Recupero scorie di Tk-Ast approda a Bruxelles Il documento segue la diffida inviata dalla Provincia di Terni a Tk-Ast chiamata entro la fine di giugno a indicare una serie di dettagli tecnici sul progetto in questione. Tajani nel documento scrive: «L’operazione consentirebbe di ridurre l’utilizzo di risorse naturali limitate e diminuire la formazione di rifiuti. Ciò permetterebbe di perseguire tre obiettivi fondamentali: la continuità della produzione, politiche ambientali corrette e la creazione di nuovi posti di lavoro». L’europarlamentare ricorda come la stessa Commissione abbia già «riconosciuto l’importanza del riutilizzo dei sottoprodotti della produzione dell’acciaio, come nel caso delle scorie, per un processo di reindustrializzazione sostenibile per questo – scrive – Ast potrebbe diventare un sito pilota in Europa per il recupero delle scorie con un progetto di altissimo livello».

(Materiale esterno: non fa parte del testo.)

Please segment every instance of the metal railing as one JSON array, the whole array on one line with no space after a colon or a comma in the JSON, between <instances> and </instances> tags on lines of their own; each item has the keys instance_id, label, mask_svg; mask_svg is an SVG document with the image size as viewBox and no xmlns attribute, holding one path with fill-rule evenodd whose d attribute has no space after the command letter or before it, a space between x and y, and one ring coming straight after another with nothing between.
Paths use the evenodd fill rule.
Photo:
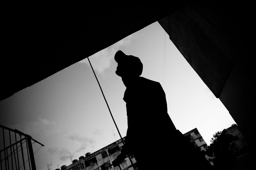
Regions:
<instances>
[{"instance_id":1,"label":"metal railing","mask_svg":"<svg viewBox=\"0 0 256 170\"><path fill-rule=\"evenodd\" d=\"M36 170L34 154L44 145L29 135L1 125L0 136L1 170ZM32 144L35 143L41 146L34 153Z\"/></svg>"}]
</instances>

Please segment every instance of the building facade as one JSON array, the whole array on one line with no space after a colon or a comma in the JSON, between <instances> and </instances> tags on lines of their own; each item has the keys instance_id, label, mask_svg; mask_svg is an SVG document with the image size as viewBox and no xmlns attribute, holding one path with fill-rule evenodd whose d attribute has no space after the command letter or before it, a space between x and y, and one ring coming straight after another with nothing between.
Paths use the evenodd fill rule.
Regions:
<instances>
[{"instance_id":1,"label":"building facade","mask_svg":"<svg viewBox=\"0 0 256 170\"><path fill-rule=\"evenodd\" d=\"M195 128L183 135L196 147L198 147L201 150L206 150L208 148L207 144L197 128Z\"/></svg>"},{"instance_id":2,"label":"building facade","mask_svg":"<svg viewBox=\"0 0 256 170\"><path fill-rule=\"evenodd\" d=\"M124 140L125 137L123 138ZM61 170L119 170L118 166L114 167L112 162L121 153L123 144L119 139L92 154L88 153L85 157L80 156L78 160L75 159L73 163L68 166L62 166ZM135 168L137 169L136 160L132 155L131 158ZM133 170L133 169L129 158L125 160L120 164L122 170ZM57 169L55 170L59 170Z\"/></svg>"},{"instance_id":3,"label":"building facade","mask_svg":"<svg viewBox=\"0 0 256 170\"><path fill-rule=\"evenodd\" d=\"M233 141L236 147L237 152L243 152L246 151L246 150L248 149L247 148L248 143L238 129L237 125L233 124L229 128L226 129L224 129L223 131L225 131L228 134L232 135L238 137L237 140Z\"/></svg>"},{"instance_id":4,"label":"building facade","mask_svg":"<svg viewBox=\"0 0 256 170\"><path fill-rule=\"evenodd\" d=\"M206 149L208 148L206 143L204 140L197 128L195 128L183 135L191 143L194 144L195 146L199 148L201 150L206 151ZM205 158L208 161L210 159L212 159L212 158L208 155L206 155L205 156ZM213 163L212 161L209 162L212 165L213 165Z\"/></svg>"}]
</instances>

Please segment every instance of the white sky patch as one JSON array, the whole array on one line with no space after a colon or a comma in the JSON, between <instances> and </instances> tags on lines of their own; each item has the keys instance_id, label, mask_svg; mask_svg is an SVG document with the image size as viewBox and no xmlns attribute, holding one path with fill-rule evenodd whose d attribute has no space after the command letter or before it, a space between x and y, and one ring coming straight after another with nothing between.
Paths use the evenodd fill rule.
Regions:
<instances>
[{"instance_id":1,"label":"white sky patch","mask_svg":"<svg viewBox=\"0 0 256 170\"><path fill-rule=\"evenodd\" d=\"M115 54L121 46L130 43L132 35L128 36L113 45L89 57L89 59L94 69L99 73L102 74L110 67L114 60ZM88 59L85 58L79 62L89 65Z\"/></svg>"}]
</instances>

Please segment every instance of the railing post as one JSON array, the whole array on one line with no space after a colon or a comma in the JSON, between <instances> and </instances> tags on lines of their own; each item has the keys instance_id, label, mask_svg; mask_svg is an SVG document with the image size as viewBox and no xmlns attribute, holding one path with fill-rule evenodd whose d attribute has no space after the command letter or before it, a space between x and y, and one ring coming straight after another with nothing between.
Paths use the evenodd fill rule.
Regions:
<instances>
[{"instance_id":1,"label":"railing post","mask_svg":"<svg viewBox=\"0 0 256 170\"><path fill-rule=\"evenodd\" d=\"M35 158L34 158L34 153L33 152L33 148L31 143L31 138L30 136L27 138L28 146L29 152L29 156L31 161L31 166L33 170L36 170L36 163L35 163Z\"/></svg>"}]
</instances>

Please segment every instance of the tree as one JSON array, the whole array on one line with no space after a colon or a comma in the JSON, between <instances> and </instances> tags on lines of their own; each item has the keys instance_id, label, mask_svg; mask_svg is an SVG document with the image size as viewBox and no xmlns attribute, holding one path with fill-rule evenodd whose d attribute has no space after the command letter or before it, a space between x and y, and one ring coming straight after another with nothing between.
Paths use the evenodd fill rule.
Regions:
<instances>
[{"instance_id":1,"label":"tree","mask_svg":"<svg viewBox=\"0 0 256 170\"><path fill-rule=\"evenodd\" d=\"M205 154L214 156L213 161L214 166L218 169L231 169L237 164L234 155L236 147L233 141L238 137L228 134L223 131L213 135L212 143Z\"/></svg>"}]
</instances>

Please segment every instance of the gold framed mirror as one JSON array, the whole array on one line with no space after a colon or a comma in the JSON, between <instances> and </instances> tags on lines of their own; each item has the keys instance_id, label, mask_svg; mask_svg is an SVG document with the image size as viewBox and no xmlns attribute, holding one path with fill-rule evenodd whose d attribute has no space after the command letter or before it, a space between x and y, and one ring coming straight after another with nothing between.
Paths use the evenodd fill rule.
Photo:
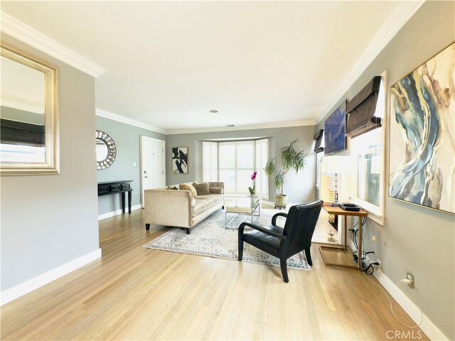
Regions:
<instances>
[{"instance_id":1,"label":"gold framed mirror","mask_svg":"<svg viewBox=\"0 0 455 341\"><path fill-rule=\"evenodd\" d=\"M115 161L117 147L111 136L97 130L97 169L105 169L109 167Z\"/></svg>"},{"instance_id":2,"label":"gold framed mirror","mask_svg":"<svg viewBox=\"0 0 455 341\"><path fill-rule=\"evenodd\" d=\"M57 67L0 45L0 174L58 174Z\"/></svg>"}]
</instances>

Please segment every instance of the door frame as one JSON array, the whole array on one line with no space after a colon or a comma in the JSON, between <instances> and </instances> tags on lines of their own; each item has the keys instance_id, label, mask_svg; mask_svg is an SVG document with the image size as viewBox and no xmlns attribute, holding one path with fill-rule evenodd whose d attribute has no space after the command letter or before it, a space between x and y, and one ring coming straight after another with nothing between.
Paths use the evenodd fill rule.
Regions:
<instances>
[{"instance_id":1,"label":"door frame","mask_svg":"<svg viewBox=\"0 0 455 341\"><path fill-rule=\"evenodd\" d=\"M159 139L154 139L153 137L146 136L144 135L139 135L139 180L141 182L141 207L142 208L144 207L145 202L144 200L144 184L143 184L143 178L142 173L144 172L143 169L143 158L144 155L142 153L142 144L144 140L151 141L153 142L159 142L160 144L163 144L163 161L161 161L161 168L163 171L164 172L164 185L166 185L166 141L161 140Z\"/></svg>"}]
</instances>

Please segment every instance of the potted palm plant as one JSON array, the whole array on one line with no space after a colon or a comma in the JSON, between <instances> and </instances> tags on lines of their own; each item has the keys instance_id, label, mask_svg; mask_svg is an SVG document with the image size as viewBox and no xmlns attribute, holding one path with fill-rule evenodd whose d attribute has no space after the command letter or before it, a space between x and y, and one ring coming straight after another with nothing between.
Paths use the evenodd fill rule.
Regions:
<instances>
[{"instance_id":1,"label":"potted palm plant","mask_svg":"<svg viewBox=\"0 0 455 341\"><path fill-rule=\"evenodd\" d=\"M287 174L291 170L297 174L306 164L306 154L296 145L296 139L281 148L281 165L277 165L277 158L274 158L265 166L265 173L273 180L275 186L275 208L286 208L287 197L283 193L283 187Z\"/></svg>"}]
</instances>

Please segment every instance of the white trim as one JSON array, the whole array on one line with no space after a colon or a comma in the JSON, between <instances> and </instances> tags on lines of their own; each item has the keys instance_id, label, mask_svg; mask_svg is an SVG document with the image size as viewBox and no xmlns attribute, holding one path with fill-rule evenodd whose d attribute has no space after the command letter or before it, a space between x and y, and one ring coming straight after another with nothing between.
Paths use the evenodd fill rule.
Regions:
<instances>
[{"instance_id":1,"label":"white trim","mask_svg":"<svg viewBox=\"0 0 455 341\"><path fill-rule=\"evenodd\" d=\"M0 12L1 32L21 40L55 58L64 62L95 78L106 72L105 69L60 43L19 21L15 18Z\"/></svg>"},{"instance_id":2,"label":"white trim","mask_svg":"<svg viewBox=\"0 0 455 341\"><path fill-rule=\"evenodd\" d=\"M161 129L161 128L158 128L157 126L151 126L150 124L146 124L145 123L139 122L139 121L129 119L127 117L125 117L124 116L120 116L120 115L117 115L117 114L112 114L112 112L109 112L107 110L102 110L101 109L97 108L95 112L97 116L99 116L100 117L104 117L105 119L112 119L113 121L117 121L117 122L129 124L130 126L138 126L139 128L150 130L151 131L156 131L156 133L161 133L161 134L167 133L166 130Z\"/></svg>"},{"instance_id":3,"label":"white trim","mask_svg":"<svg viewBox=\"0 0 455 341\"><path fill-rule=\"evenodd\" d=\"M157 126L151 126L150 124L142 123L139 121L136 121L135 119L129 119L128 117L125 117L124 116L117 115L117 114L114 114L102 109L97 108L95 110L95 114L97 116L99 116L100 117L112 119L118 122L129 124L130 126L138 126L139 128L143 128L151 131L156 131L164 135L174 135L177 134L210 133L213 131L235 131L237 130L266 129L269 128L284 128L287 126L314 126L315 124L315 121L314 119L305 119L287 122L250 124L247 126L213 126L210 128L195 128L188 129L164 129Z\"/></svg>"},{"instance_id":4,"label":"white trim","mask_svg":"<svg viewBox=\"0 0 455 341\"><path fill-rule=\"evenodd\" d=\"M139 208L141 208L140 205L135 205L134 206L131 207L131 210L134 211L135 210L139 210ZM120 215L122 214L123 214L123 211L122 210L122 209L120 209L120 210L116 210L115 211L108 212L107 213L103 213L102 215L98 215L98 221L102 220L103 219L110 218L111 217L114 217L116 215Z\"/></svg>"},{"instance_id":5,"label":"white trim","mask_svg":"<svg viewBox=\"0 0 455 341\"><path fill-rule=\"evenodd\" d=\"M36 277L26 281L13 288L6 289L1 293L1 305L6 304L33 290L38 289L99 258L101 258L101 249L97 249L44 274L38 275Z\"/></svg>"},{"instance_id":6,"label":"white trim","mask_svg":"<svg viewBox=\"0 0 455 341\"><path fill-rule=\"evenodd\" d=\"M317 120L316 124L321 123L332 108L339 104L342 97L346 91L350 89L367 67L379 55L384 48L392 40L415 12L417 11L424 2L425 2L425 0L402 1L397 6L378 31L370 45L363 51L362 55L355 62L348 75L344 77L338 91L331 96L330 98L333 99L333 100L328 103L319 119Z\"/></svg>"},{"instance_id":7,"label":"white trim","mask_svg":"<svg viewBox=\"0 0 455 341\"><path fill-rule=\"evenodd\" d=\"M315 124L315 121L314 119L304 119L300 121L264 123L261 124L250 124L246 126L213 126L210 128L195 128L195 129L170 129L166 131L166 134L169 135L173 135L176 134L208 133L208 132L213 132L213 131L233 131L237 130L267 129L269 128L284 128L286 126L314 126L314 124Z\"/></svg>"},{"instance_id":8,"label":"white trim","mask_svg":"<svg viewBox=\"0 0 455 341\"><path fill-rule=\"evenodd\" d=\"M420 329L427 335L430 340L449 340L438 328L434 323L424 314L420 308L412 301L402 291L398 286L393 283L382 271L376 270L375 277L381 283L384 288L390 294L397 303L405 310L415 323L420 323L422 316L422 324Z\"/></svg>"}]
</instances>

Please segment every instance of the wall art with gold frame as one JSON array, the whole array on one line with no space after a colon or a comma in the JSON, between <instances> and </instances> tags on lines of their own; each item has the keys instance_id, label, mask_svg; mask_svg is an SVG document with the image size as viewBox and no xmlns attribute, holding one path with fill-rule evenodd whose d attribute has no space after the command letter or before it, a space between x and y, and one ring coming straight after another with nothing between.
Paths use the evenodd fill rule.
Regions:
<instances>
[{"instance_id":1,"label":"wall art with gold frame","mask_svg":"<svg viewBox=\"0 0 455 341\"><path fill-rule=\"evenodd\" d=\"M389 196L455 213L455 43L390 87Z\"/></svg>"}]
</instances>

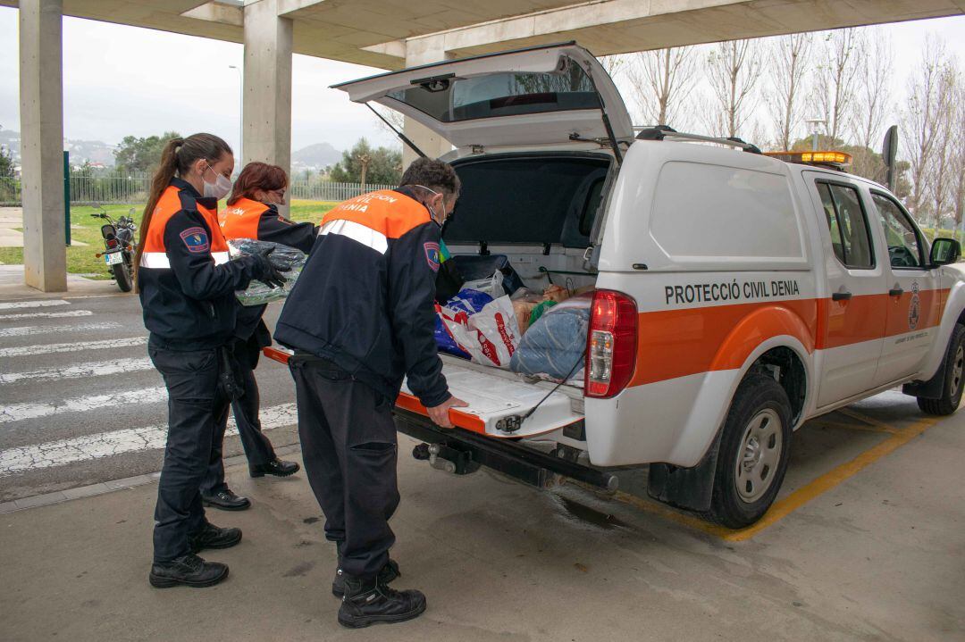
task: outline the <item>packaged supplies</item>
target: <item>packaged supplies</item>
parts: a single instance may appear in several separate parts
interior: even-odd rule
[[[543,313],[519,342],[510,369],[553,381],[583,378],[593,296],[572,297]]]
[[[519,334],[522,336],[530,327],[530,315],[533,309],[538,306],[537,302],[518,299],[512,302],[512,313],[516,316],[516,326],[519,328]]]
[[[435,345],[439,349],[439,352],[444,352],[447,355],[452,355],[454,357],[459,357],[460,359],[470,359],[469,354],[459,348],[458,344],[455,343],[455,339],[453,338],[452,334],[446,330],[446,323],[442,320],[439,315],[440,306],[435,307]]]
[[[233,257],[257,254],[268,248],[273,248],[271,254],[268,255],[271,264],[276,268],[288,268],[289,270],[282,273],[285,277],[285,285],[271,287],[260,281],[253,281],[247,289],[234,293],[242,306],[262,306],[271,301],[280,301],[286,298],[294,287],[295,281],[298,281],[298,275],[301,274],[302,268],[305,267],[305,253],[287,245],[271,241],[256,241],[250,238],[234,238],[228,241],[228,250]]]
[[[500,272],[503,275],[503,292],[493,294],[494,297],[512,294],[523,286],[522,279],[512,269],[506,254],[454,254],[450,260],[455,263],[459,274],[467,281],[489,279],[493,273]]]
[[[536,308],[533,308],[533,311],[530,312],[529,325],[532,326],[534,323],[536,323],[539,319],[540,316],[542,316],[543,314],[546,313],[546,310],[548,310],[550,308],[552,308],[555,305],[556,305],[556,302],[553,301],[552,299],[548,299],[546,301],[541,301],[541,302],[538,303],[536,305]]]
[[[549,285],[543,290],[543,300],[562,303],[569,298],[569,290],[560,285]]]
[[[480,292],[478,290],[471,290],[463,288],[459,290],[459,293],[455,297],[451,298],[446,302],[446,309],[450,319],[456,323],[461,323],[462,317],[460,313],[465,315],[466,319],[476,314],[483,308],[486,304],[492,301],[492,297],[484,292]],[[454,357],[461,357],[462,359],[470,359],[467,352],[459,348],[455,339],[453,338],[453,334],[447,330],[446,323],[443,321],[442,306],[436,305],[435,307],[435,344],[438,346],[441,352],[453,355]],[[455,321],[460,319],[459,321]]]
[[[509,296],[489,302],[472,315],[462,309],[441,307],[439,317],[455,343],[474,361],[500,368],[510,367],[510,360],[519,343],[519,334]]]
[[[477,279],[462,283],[463,290],[476,290],[488,294],[493,299],[503,296],[503,273],[497,270],[487,279]],[[458,296],[458,295],[456,295]]]

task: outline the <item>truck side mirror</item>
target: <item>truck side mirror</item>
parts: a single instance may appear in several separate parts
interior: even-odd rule
[[[957,261],[961,255],[962,247],[958,241],[953,238],[936,238],[931,244],[928,260],[934,266],[948,265]]]

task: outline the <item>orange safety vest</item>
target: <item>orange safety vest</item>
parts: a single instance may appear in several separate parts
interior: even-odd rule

Tajani interroga la Commissione europea In questo senso, Tajani arriva al dunque dell’interrogazione, chiedendo se «la Commissione sta monitorando l’evolversi della situazione e se non ritiene che lo svolgimento di una gara europea sia l’unica scelta possibile per l’assegnazione dell’incarico di smaltimento delle scorie a imprese altamente qualificate nel settore», ma anche se l’organismo «intende stanziare finanziamenti in materia di ricerca e innovazione da destinare a progetti pilota nel settore».